As Kareem Abdul-Jabbar embarks on his Rodney Dangerfield-esque odyssey to get respect and a statue outside Staples he should be sure to pack a mirror. The Cap needs to take a long hard look at his own reflection and ask himself one simple question: Am I the problem?
If you check the NBA record book it is impossible to ignore the name of Abdul-Jabbar.
When the history of hoops is written it will not be possible to tell the story of the rise of the sport of basketball without mentioning his name several hundred times.
He was the greatest recruit in the history of high school basketball.
He was the man that changed the rules of college basketball.
He was the man that altered the course of the NBA by moving from Milwaukee to Los Angeles.
Despite all of that Abdul-Jabbar has gone largely ignored.
When people dive into the topic of hoops G.O.A.T. the name of Abdul-Jabbar rarely starts the conversation.
Despite having the most unstoppable signature shot ever his iconic move gains less fan fare than Magic’s baby hook that buried Boston.
All of this cannot be coincidence.
I have never met Kareem Abdul-Jabbar. I can only speak for those that have interacted with him. By most accounts Abdul-Jabbar has always felt slighted. He’s always carried a chip on his shoulder no matter how much he’s accomplished or how much love is shown to him.
After his retirement Cap was pleading with NBA teams to be welcomed as a coach. Most ignored the call. Stop and ask yourself why that happened.
He had a brief stint coaching with the Clippers and most recently was hired as a special consultant by the Lakers. His task was simply to coach Andrew Bynum on all aspects of being an NBA big man.
Nobody is saying Cap can’t coach. Bynum swore by the Hall of Fame tutelage he received. But by the Lakers severing ties and to have Kareem now complain about not being compensated for playoff bonuses says a lot.
It says that no matter how good a job he did he was never going to be allowed to be a full-time member of Phil Jackson’s staff. According to Mitch Kupchak Cap’s contract said he was never to be paid anything similar to other coaches no matter how deep a run the Lakers made during his time.
All in all this just sums up what has made Kareem such an anomaly.
By the Lakers choosing to honor Chick Hearn, Magic Johnson and Jerry West prior to giving Kareem his due you don’t have to read between the lines. The aforementioned men did more for the franchise than just play – or in the case of Chick call – the game. They all were Laker ambassadors in some capacity.
Hearn spread the gospel of hoops with his patented Chick-isms and colorful style. It just so happened that his paint brush was dipped in Purple and Gold.
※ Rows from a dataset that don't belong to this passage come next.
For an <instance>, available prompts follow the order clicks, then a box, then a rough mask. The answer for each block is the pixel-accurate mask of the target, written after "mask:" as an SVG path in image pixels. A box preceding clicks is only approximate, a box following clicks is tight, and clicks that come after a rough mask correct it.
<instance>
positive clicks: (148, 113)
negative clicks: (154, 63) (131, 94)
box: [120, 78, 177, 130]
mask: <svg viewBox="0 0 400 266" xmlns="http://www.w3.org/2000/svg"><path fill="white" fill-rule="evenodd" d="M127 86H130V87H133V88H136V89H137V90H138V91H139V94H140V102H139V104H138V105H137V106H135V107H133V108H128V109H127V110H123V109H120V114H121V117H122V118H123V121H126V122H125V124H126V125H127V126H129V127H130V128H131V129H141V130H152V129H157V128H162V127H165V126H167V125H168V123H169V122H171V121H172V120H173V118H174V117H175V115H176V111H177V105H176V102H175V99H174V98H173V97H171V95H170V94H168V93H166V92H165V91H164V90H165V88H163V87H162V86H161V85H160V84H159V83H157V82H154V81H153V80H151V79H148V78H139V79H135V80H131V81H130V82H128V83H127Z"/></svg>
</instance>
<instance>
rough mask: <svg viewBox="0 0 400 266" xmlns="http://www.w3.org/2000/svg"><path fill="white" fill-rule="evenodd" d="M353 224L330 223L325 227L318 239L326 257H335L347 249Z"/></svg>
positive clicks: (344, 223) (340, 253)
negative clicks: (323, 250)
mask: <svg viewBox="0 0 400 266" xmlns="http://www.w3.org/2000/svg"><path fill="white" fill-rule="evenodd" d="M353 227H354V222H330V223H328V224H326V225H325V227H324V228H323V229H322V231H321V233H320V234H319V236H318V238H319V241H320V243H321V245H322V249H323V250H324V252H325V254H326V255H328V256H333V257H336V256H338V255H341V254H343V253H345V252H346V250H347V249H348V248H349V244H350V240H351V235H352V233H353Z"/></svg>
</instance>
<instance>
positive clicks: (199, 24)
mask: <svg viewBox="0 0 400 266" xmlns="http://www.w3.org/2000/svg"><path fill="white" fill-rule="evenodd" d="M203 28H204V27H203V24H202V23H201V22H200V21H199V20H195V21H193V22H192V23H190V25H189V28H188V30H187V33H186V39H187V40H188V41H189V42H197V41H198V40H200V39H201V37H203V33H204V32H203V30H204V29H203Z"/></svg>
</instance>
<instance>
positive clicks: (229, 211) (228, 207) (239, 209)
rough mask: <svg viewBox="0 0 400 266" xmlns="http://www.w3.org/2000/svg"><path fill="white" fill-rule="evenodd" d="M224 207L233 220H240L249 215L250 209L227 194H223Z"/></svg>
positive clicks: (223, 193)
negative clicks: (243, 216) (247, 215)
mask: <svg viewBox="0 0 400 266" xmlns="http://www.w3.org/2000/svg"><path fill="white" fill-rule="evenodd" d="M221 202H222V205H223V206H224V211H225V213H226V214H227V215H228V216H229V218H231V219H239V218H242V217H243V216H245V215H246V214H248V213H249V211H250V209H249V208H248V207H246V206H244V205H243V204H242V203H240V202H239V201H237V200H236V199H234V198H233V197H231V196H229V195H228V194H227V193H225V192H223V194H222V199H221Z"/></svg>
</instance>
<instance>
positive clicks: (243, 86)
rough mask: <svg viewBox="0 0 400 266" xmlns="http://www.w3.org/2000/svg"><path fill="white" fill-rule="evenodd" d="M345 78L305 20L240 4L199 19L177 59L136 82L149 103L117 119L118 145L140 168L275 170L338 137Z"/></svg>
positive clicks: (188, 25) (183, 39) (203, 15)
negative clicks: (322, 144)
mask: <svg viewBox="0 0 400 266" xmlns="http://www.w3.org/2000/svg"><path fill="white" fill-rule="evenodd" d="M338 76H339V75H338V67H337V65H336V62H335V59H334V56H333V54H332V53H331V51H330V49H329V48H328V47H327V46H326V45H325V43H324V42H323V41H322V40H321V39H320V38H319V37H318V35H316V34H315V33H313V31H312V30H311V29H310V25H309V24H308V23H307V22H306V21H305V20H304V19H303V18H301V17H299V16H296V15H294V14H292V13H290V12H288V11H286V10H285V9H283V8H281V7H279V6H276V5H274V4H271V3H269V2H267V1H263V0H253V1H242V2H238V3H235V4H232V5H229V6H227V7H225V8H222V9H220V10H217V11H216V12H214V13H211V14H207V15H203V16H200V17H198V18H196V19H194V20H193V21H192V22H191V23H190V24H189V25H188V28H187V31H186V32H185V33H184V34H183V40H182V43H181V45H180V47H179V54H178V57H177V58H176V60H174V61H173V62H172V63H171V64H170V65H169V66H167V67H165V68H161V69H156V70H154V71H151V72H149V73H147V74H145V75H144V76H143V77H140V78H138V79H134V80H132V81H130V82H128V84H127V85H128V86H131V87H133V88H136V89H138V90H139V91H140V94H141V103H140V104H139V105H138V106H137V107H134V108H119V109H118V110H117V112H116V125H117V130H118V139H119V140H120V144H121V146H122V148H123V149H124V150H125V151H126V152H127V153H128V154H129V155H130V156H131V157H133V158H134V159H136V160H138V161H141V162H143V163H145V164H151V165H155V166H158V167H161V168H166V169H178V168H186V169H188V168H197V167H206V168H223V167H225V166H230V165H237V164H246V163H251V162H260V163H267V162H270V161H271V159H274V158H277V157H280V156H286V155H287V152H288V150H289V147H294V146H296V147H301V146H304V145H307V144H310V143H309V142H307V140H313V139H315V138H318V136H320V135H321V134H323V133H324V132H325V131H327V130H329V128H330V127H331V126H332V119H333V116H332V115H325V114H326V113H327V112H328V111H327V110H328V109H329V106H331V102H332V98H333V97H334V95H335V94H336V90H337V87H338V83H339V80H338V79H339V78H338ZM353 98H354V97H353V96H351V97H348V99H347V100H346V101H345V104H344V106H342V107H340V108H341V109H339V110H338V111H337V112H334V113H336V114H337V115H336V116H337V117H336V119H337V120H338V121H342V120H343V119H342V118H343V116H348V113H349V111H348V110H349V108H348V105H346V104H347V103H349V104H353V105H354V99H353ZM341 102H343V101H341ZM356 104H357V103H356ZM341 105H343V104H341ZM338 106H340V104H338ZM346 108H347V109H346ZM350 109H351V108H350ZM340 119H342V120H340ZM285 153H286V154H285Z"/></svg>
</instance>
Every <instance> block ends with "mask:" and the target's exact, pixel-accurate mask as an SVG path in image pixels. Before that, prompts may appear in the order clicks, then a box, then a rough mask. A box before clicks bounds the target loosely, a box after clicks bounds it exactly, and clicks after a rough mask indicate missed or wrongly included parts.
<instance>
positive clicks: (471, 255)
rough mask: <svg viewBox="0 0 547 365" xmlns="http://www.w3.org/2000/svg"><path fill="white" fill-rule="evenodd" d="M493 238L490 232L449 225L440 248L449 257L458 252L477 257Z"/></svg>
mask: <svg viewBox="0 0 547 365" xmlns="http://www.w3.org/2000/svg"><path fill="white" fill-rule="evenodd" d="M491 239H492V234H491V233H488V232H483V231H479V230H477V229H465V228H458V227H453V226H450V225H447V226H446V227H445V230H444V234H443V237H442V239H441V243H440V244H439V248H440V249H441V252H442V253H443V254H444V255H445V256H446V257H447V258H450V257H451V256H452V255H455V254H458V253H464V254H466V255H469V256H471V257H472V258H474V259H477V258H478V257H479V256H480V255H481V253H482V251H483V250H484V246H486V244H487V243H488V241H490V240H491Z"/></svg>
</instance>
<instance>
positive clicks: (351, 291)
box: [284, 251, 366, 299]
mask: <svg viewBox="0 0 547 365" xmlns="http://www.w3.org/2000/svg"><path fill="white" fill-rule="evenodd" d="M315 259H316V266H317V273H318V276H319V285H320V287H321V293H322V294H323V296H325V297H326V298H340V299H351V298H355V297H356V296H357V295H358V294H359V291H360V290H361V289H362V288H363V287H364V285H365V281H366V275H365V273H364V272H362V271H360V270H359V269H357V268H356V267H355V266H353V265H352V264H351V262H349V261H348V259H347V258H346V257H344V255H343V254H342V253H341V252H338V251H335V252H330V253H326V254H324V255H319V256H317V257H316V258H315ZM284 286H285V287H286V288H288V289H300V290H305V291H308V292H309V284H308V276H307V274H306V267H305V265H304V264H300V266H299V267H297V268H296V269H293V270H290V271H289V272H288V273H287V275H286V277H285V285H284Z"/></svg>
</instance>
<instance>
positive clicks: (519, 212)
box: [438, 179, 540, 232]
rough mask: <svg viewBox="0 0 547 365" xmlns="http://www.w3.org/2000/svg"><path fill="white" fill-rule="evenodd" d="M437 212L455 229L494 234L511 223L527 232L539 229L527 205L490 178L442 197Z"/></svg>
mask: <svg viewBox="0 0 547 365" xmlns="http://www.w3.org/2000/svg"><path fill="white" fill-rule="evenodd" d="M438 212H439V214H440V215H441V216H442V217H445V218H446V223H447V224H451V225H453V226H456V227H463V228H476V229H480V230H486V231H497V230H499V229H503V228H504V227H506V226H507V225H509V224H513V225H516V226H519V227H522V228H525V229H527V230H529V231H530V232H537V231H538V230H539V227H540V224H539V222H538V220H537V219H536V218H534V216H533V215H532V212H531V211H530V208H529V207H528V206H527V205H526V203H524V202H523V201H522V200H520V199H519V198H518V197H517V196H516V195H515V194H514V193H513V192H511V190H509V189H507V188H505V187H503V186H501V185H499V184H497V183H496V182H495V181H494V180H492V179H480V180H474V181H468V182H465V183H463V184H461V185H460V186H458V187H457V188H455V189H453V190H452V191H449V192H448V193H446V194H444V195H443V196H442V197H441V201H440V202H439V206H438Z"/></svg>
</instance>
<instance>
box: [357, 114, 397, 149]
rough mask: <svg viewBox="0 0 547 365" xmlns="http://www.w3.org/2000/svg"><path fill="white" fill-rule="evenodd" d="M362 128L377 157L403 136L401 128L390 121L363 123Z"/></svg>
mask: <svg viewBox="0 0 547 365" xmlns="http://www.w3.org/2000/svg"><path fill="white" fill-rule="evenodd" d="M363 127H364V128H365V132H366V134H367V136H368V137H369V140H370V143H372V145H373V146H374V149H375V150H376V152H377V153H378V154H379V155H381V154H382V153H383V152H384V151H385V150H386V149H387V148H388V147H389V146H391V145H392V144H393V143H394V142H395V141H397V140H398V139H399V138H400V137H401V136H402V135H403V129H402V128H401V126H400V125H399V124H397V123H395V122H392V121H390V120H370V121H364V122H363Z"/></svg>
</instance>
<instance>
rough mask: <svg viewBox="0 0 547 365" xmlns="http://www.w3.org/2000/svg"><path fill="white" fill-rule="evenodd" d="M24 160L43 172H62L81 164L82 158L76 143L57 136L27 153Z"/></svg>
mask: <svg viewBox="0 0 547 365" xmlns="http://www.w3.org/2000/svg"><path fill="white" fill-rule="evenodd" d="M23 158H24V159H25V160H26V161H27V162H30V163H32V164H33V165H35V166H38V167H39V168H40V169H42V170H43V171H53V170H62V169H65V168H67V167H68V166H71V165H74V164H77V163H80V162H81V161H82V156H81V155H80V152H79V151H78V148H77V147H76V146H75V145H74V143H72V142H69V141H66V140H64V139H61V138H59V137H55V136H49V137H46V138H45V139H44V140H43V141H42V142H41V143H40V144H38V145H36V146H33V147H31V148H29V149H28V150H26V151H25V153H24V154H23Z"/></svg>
Magic remains a pillar of the Los Angeles community in many capacities. His legacy extends beyond winning rings. His next endeavor could be to bring pro football back to the City of Angels.
West was a hoops mind rivaled only by the likes of Wooden. His ability to find talent and assemble championship rosters all the while being too nervous to even watch his final product from luxury on high – instead choosing to pace the tunnels of the Forum and Staples – speaks volumes of his sense of commitment.
All of these men have statues but that is because all of these men gave more back to the Lakers than what they got in return.
What exactly has Kareem done to show his respect for the Lakers? Ask not what purple and gold can do for you but instead what you can do for purple and gold.
In stark contrast to his faith Kareem endorsed beer for a paycheck. That pretty much sums up his integrity. Never mind the back story, Cap has long been a man that sees his needs above all others.
Ridicule is the burden of genius. Kareem’s perceived suffering comes amid a life of luxury brought on by hard work. Perhaps if he took the same approach in the PR department as his did on the court he wouldn’t need to champion his own cause.
I feel where Cap is coming from on this. I honestly do. It’s just too bad he can’t see past his own selfish needs.
Has Cap forgotten how many Laker fans have pondered the same issue? Is there any doubt he’ll one day be immortalized? How can a franchise as proud as the Lakers ignore one of the greatest figures in all of sports? The answer is quite easily when he’s being this petty.
Kareem, the game owes you nothing. The Lakers owe you nothing. For all you’ve done for hoops your legacy will never be forgotten. However, with these types of misgivings it becomes all the easier for historians to make your footprint a footnote.
I do hope Kareem gets his statue. I used to want it erected so we could start to showcase more of the past greats for future generations to marvel at. Now, I just want Cap to get his so he can go back to his hermit hole and leave us all alone.